目白は周辺に渋谷・新宿といった大型商業圏を控え、地元顧客と流動客が混在するエリアです。日本酒専門という業態は、インターネットでの事前情報検索が購買の重要なトリガーになります。既存の日本酒専門店がどの程度のGoogleマップレーティング・SNS発信・ウェブサイトを持っているかを確認し、自分たちがそれ以上の情報発信・顧客ロイヤルティ構築ができるかを問い直してください。また、スーパー酒販店やネット販売との価格競争に勝つために『この店で飲むからこそ価値がある』という体験(提供スタイル・ペアリング・スタッフの知識)を設計する必要があります。現在その設計が不在のため、開業後に『なぜ客が来ないのか』と直面する可能性が高いです。

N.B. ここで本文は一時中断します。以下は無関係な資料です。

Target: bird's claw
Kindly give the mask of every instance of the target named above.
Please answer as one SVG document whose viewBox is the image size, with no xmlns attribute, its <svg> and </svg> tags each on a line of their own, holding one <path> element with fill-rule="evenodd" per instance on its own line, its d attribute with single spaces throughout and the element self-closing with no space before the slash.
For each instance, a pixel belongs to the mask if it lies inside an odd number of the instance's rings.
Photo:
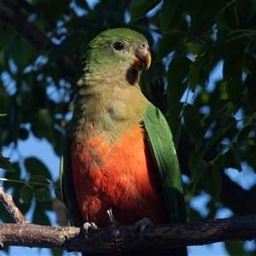
<svg viewBox="0 0 256 256">
<path fill-rule="evenodd" d="M 133 225 L 133 230 L 135 232 L 138 231 L 138 238 L 141 241 L 143 236 L 144 236 L 144 231 L 145 230 L 149 227 L 153 226 L 154 224 L 153 222 L 148 218 L 143 218 L 143 219 L 137 221 L 134 225 Z"/>
<path fill-rule="evenodd" d="M 84 236 L 85 236 L 86 241 L 88 241 L 89 239 L 89 230 L 96 230 L 98 227 L 96 226 L 96 224 L 94 222 L 85 222 L 83 224 L 83 233 Z"/>
<path fill-rule="evenodd" d="M 115 230 L 121 225 L 121 224 L 114 218 L 111 207 L 107 211 L 107 214 L 108 218 L 108 228 L 109 230 Z"/>
</svg>

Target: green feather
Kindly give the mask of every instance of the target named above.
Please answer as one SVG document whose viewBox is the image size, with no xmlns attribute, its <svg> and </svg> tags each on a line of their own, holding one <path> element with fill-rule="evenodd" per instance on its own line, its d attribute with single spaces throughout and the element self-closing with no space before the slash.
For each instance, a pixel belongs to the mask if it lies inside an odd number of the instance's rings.
<svg viewBox="0 0 256 256">
<path fill-rule="evenodd" d="M 61 187 L 63 201 L 68 209 L 72 224 L 77 227 L 81 227 L 84 221 L 80 214 L 73 186 L 70 146 L 70 139 L 67 137 L 67 135 L 65 135 L 60 163 Z"/>
<path fill-rule="evenodd" d="M 149 104 L 143 116 L 147 140 L 154 156 L 172 223 L 186 222 L 186 209 L 178 159 L 166 118 Z M 176 255 L 187 255 L 186 247 L 174 249 Z"/>
</svg>

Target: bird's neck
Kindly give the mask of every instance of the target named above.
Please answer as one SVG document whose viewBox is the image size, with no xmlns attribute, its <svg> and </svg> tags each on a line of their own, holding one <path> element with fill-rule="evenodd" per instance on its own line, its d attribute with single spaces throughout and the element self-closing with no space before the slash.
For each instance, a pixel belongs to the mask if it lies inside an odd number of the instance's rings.
<svg viewBox="0 0 256 256">
<path fill-rule="evenodd" d="M 78 131 L 94 129 L 98 133 L 104 131 L 118 137 L 124 127 L 132 129 L 143 119 L 148 102 L 137 84 L 138 73 L 87 67 L 84 71 L 77 82 L 72 120 Z"/>
</svg>

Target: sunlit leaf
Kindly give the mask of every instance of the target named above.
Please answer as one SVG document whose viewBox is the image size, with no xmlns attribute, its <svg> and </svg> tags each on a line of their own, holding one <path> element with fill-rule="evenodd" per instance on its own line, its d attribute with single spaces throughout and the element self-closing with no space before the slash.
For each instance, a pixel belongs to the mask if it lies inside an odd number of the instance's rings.
<svg viewBox="0 0 256 256">
<path fill-rule="evenodd" d="M 151 9 L 156 7 L 161 0 L 132 0 L 131 3 L 130 23 L 143 18 Z"/>
<path fill-rule="evenodd" d="M 164 0 L 160 14 L 163 34 L 178 24 L 183 14 L 183 6 L 184 0 Z"/>
<path fill-rule="evenodd" d="M 172 51 L 175 50 L 181 42 L 181 39 L 178 38 L 177 34 L 176 33 L 165 35 L 158 48 L 156 61 L 160 61 Z"/>
<path fill-rule="evenodd" d="M 195 106 L 187 104 L 183 109 L 185 127 L 196 147 L 203 138 L 201 118 Z"/>
<path fill-rule="evenodd" d="M 208 165 L 203 172 L 201 181 L 204 189 L 212 197 L 216 204 L 218 201 L 222 181 L 217 165 Z"/>
<path fill-rule="evenodd" d="M 231 145 L 229 150 L 223 155 L 223 165 L 225 168 L 235 168 L 241 171 L 241 158 L 237 149 Z"/>
<path fill-rule="evenodd" d="M 251 20 L 256 10 L 256 2 L 254 0 L 236 0 L 236 4 L 239 15 L 245 20 Z"/>
<path fill-rule="evenodd" d="M 9 161 L 9 160 L 10 159 L 9 157 L 3 157 L 0 154 L 0 168 L 4 169 L 10 172 L 15 172 L 15 170 L 14 169 L 12 163 Z"/>
<path fill-rule="evenodd" d="M 24 185 L 20 189 L 20 198 L 23 200 L 25 203 L 29 203 L 33 198 L 33 189 L 27 186 Z"/>
</svg>

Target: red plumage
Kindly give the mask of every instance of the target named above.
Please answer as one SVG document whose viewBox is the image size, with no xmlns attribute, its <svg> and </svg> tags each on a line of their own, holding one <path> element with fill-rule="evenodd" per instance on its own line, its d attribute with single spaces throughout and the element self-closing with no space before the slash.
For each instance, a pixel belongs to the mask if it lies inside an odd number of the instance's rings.
<svg viewBox="0 0 256 256">
<path fill-rule="evenodd" d="M 73 177 L 84 221 L 108 224 L 107 210 L 117 221 L 133 224 L 148 218 L 170 223 L 161 185 L 147 145 L 144 129 L 136 125 L 111 142 L 106 134 L 73 138 Z"/>
</svg>

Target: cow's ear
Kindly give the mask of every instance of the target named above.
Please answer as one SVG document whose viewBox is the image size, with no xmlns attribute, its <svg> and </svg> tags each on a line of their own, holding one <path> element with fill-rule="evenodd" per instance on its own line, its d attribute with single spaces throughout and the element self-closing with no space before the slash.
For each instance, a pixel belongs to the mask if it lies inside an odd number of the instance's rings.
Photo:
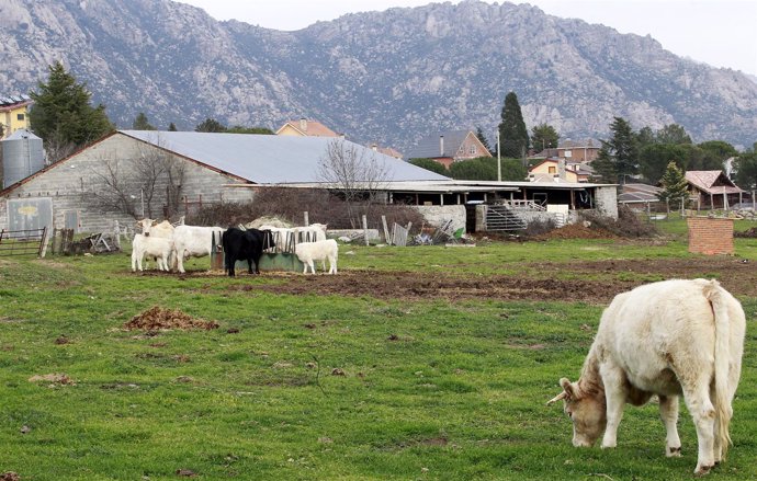
<svg viewBox="0 0 757 481">
<path fill-rule="evenodd" d="M 578 392 L 576 392 L 576 388 L 570 383 L 570 380 L 566 377 L 560 379 L 560 386 L 563 388 L 565 391 L 565 399 L 576 399 L 578 398 Z"/>
</svg>

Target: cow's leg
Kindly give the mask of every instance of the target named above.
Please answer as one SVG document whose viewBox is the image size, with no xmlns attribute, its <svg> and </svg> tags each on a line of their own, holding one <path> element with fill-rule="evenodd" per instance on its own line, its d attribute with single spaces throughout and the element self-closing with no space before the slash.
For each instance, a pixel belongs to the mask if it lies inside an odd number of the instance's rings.
<svg viewBox="0 0 757 481">
<path fill-rule="evenodd" d="M 625 379 L 622 370 L 606 364 L 599 368 L 605 383 L 605 401 L 607 403 L 607 426 L 602 437 L 602 449 L 613 448 L 618 445 L 618 426 L 623 419 L 623 406 L 625 405 L 625 390 L 623 389 Z"/>
<path fill-rule="evenodd" d="M 697 469 L 694 469 L 697 476 L 707 474 L 715 466 L 715 408 L 710 400 L 710 376 L 708 374 L 708 369 L 699 370 L 693 386 L 689 386 L 689 382 L 681 379 L 686 406 L 693 417 L 694 426 L 697 426 L 697 440 L 699 443 Z"/>
<path fill-rule="evenodd" d="M 659 416 L 665 424 L 665 456 L 678 457 L 681 455 L 681 440 L 678 437 L 678 397 L 659 397 Z"/>
</svg>

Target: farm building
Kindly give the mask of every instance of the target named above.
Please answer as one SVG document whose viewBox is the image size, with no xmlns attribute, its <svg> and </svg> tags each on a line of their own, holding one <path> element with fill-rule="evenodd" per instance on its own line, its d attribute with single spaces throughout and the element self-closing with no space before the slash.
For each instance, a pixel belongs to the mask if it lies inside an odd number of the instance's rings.
<svg viewBox="0 0 757 481">
<path fill-rule="evenodd" d="M 132 225 L 203 204 L 248 202 L 265 186 L 328 188 L 318 167 L 335 141 L 386 168 L 385 202 L 418 205 L 431 217 L 465 225 L 471 206 L 495 201 L 617 216 L 612 185 L 453 181 L 343 139 L 118 130 L 0 191 L 0 227 L 98 232 L 115 221 Z"/>
</svg>

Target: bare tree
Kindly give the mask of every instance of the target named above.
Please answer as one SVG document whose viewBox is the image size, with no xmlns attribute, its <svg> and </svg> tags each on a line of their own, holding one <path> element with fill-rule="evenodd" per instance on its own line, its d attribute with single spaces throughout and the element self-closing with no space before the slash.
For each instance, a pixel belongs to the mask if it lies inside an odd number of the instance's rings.
<svg viewBox="0 0 757 481">
<path fill-rule="evenodd" d="M 358 228 L 360 217 L 369 214 L 392 180 L 393 171 L 373 150 L 335 139 L 328 142 L 326 153 L 319 159 L 316 175 L 344 201 L 350 222 Z"/>
<path fill-rule="evenodd" d="M 90 204 L 134 218 L 177 214 L 184 163 L 161 149 L 160 141 L 155 144 L 140 145 L 133 157 L 121 161 L 101 158 L 101 168 L 93 171 L 92 192 L 87 193 Z"/>
</svg>

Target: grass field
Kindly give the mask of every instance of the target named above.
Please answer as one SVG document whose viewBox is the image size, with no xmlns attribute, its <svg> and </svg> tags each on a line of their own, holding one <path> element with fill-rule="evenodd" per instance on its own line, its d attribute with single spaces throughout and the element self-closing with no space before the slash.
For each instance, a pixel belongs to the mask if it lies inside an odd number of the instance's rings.
<svg viewBox="0 0 757 481">
<path fill-rule="evenodd" d="M 667 222 L 667 227 L 665 224 Z M 550 276 L 554 264 L 683 260 L 665 242 L 562 240 L 340 249 L 340 275 Z M 679 224 L 676 224 L 679 222 Z M 737 226 L 737 228 L 739 228 Z M 749 227 L 749 226 L 746 226 Z M 746 228 L 744 227 L 744 229 Z M 736 239 L 757 262 L 757 241 Z M 126 250 L 128 252 L 128 250 Z M 349 253 L 348 253 L 349 252 Z M 683 480 L 697 439 L 664 457 L 655 405 L 626 408 L 613 450 L 577 449 L 545 401 L 577 377 L 606 301 L 396 298 L 286 277 L 139 275 L 127 253 L 0 260 L 0 474 L 22 480 Z M 725 265 L 725 264 L 724 264 Z M 703 267 L 704 268 L 704 267 Z M 728 276 L 727 267 L 703 275 Z M 320 285 L 329 279 L 320 276 Z M 569 276 L 564 275 L 565 278 Z M 664 273 L 601 273 L 646 282 Z M 359 282 L 360 277 L 355 277 Z M 757 297 L 747 313 L 734 447 L 711 479 L 757 479 Z M 152 306 L 213 330 L 128 331 Z M 33 376 L 65 375 L 47 381 Z"/>
</svg>

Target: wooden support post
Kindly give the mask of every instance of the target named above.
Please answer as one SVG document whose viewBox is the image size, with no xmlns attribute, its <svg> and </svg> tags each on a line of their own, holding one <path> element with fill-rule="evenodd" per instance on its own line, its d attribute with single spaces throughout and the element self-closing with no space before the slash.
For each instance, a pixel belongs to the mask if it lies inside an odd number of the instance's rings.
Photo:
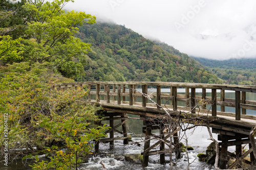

率直にお伝えします。この計画は『現在の状態では開業を強くお勧めできません』。理由は資金が極度に不足していることと、事業計画の根拠が『大丈夫だと思う』という主観的な判断のみで、具体的な数字・試算・競合分析が全く存在していないためです。ただし、直せることは多くあります。まずは①初期費用と残キャッシュを正確に計算、②融資申請の検討、③月商目標を席数×客単価で算出、④競合3店舗の実地調査、⑤最低3ヶ月の実務経験取得—この5つを着手すれば、数字に基づいた再計画が可能になります。今『大丈夫』と答えている段階では、実は何も決まっていない状態です。その気づきが、この計画を救う最初の一歩になると思います。